If you’re someone who’s always been told you’re “too sensitive,” you might not realize what an asset that actually is—until you work in product. I was raised to tune in—to notice the shift in someone’s tone, the subtext in their silence, the discomfort behind their smile. As I grew up hyper-attuned, it became second nature. Somewhere along the way, empathy became my “default operating system”. I could walk into a room and feel everything.
At first, it felt like a personal strength. But in high-pressure environments, that same sensitivity started to feel like a liability.
Until I realized: it wasn’t.
Empathy Isn’t Soft — It’s Strategic
When I started working closely with founders, I didn’t have the language for what I was doing. I just knew how to listen. I noticed when teams were misaligned before it showed up in deadlines. I could sense when feedback landed poorly, even if no one said a word. I thought I was just being helpful. But what I was actually doing was pattern recognition.
It was systems thinking. It was product intuition. It was strategy.
Long before I became a PM, I was already operating like one.
An Unofficial MBA in Early-Stage Chaos
Startups are messy. There’s no playbook for founder fears, pivots, or the 2 AM “should we ship this?” moments.
That early exposure— to vision swings, hiring debates, messy launches, and everything in between —taught me not just how things work, but how they break. More importantly, I saw how often empathy was the difference between a team that bent and one that broke.
I didn’t get a traditional MBA. But what I did get was an unfiltered, real-time education in building under pressure.
The Double-Edged Sword of Empathy
Now that I’m building my own product, I’m more aware of how empathy shows up in leadership—and where it can go sideways.
When you’re naturally empathetic, it’s easy to overextend. You try to absorb tension so your team doesn’t have to. You become the emotional buffer. You say yes too often. You feel responsible for how everyone else feels.

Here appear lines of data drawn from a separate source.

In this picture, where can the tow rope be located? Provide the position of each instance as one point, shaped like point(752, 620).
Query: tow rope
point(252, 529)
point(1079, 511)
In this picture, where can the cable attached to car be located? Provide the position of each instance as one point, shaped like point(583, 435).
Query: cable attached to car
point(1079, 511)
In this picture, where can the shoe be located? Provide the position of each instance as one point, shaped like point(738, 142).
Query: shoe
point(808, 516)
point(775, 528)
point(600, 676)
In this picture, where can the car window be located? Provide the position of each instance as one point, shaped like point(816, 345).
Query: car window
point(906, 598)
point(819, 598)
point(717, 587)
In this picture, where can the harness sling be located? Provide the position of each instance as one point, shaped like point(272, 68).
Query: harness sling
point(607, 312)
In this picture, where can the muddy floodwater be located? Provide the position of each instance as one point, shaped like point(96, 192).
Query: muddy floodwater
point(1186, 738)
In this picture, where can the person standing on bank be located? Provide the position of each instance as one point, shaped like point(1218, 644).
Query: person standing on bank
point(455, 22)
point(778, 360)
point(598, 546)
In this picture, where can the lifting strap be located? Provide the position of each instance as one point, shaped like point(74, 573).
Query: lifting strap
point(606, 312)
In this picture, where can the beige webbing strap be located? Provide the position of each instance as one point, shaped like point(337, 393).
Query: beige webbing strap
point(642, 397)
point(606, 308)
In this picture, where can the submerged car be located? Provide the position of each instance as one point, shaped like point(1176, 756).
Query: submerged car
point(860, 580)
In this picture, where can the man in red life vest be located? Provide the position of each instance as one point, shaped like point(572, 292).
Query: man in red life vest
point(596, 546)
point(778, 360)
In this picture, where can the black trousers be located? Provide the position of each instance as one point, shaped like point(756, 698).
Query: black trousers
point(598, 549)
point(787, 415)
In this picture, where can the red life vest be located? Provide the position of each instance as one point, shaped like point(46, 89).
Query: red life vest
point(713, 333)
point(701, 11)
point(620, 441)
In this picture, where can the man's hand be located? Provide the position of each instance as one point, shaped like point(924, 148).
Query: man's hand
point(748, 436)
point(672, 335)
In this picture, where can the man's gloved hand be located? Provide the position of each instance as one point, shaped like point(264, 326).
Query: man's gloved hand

And that’s how burnout creeps in—quietly.
What I’m Relearning
I’m learning that being empathetic doesn’t mean carrying everything.
It means listening deeply and setting boundaries.
It means designing products and cultures that don’t depend on over-functioning.
It means building systems that don’t rely on one person doing emotional triage 24/7.
I’m trying to unlearn the belief that “good leadership” means absorbing all the discomfort. It doesn’t. That kind of leadership isn’t sustainable—for you or for the people you work with.
Final Thoughts
So, how do you build with Empathy—without burning out? How do you help others— customers, teammates, early-stage builders — while not abandoning yourself? How do you unlearn the people-pleaser patterns while keeping the magic?
Here’s where I’m starting:
Rituals rooted in honesty, not performance.
Clarity in product decisions, not cleverness.
Feedback loops that don’t rely on guesswork.
This isn’t a finished framework. It’s a checkpoint.
If you’re a founder, designer, or PM who leads with empathy and sometimes feels like it’s “too much” — I get it. And your empathy?
It isn’t a weakness. It’s your edge.
Just make sure you use it on yourself too.
💭 How have you seen empathy help or hurt your work? What boundaries have made the biggest difference for you as a leader?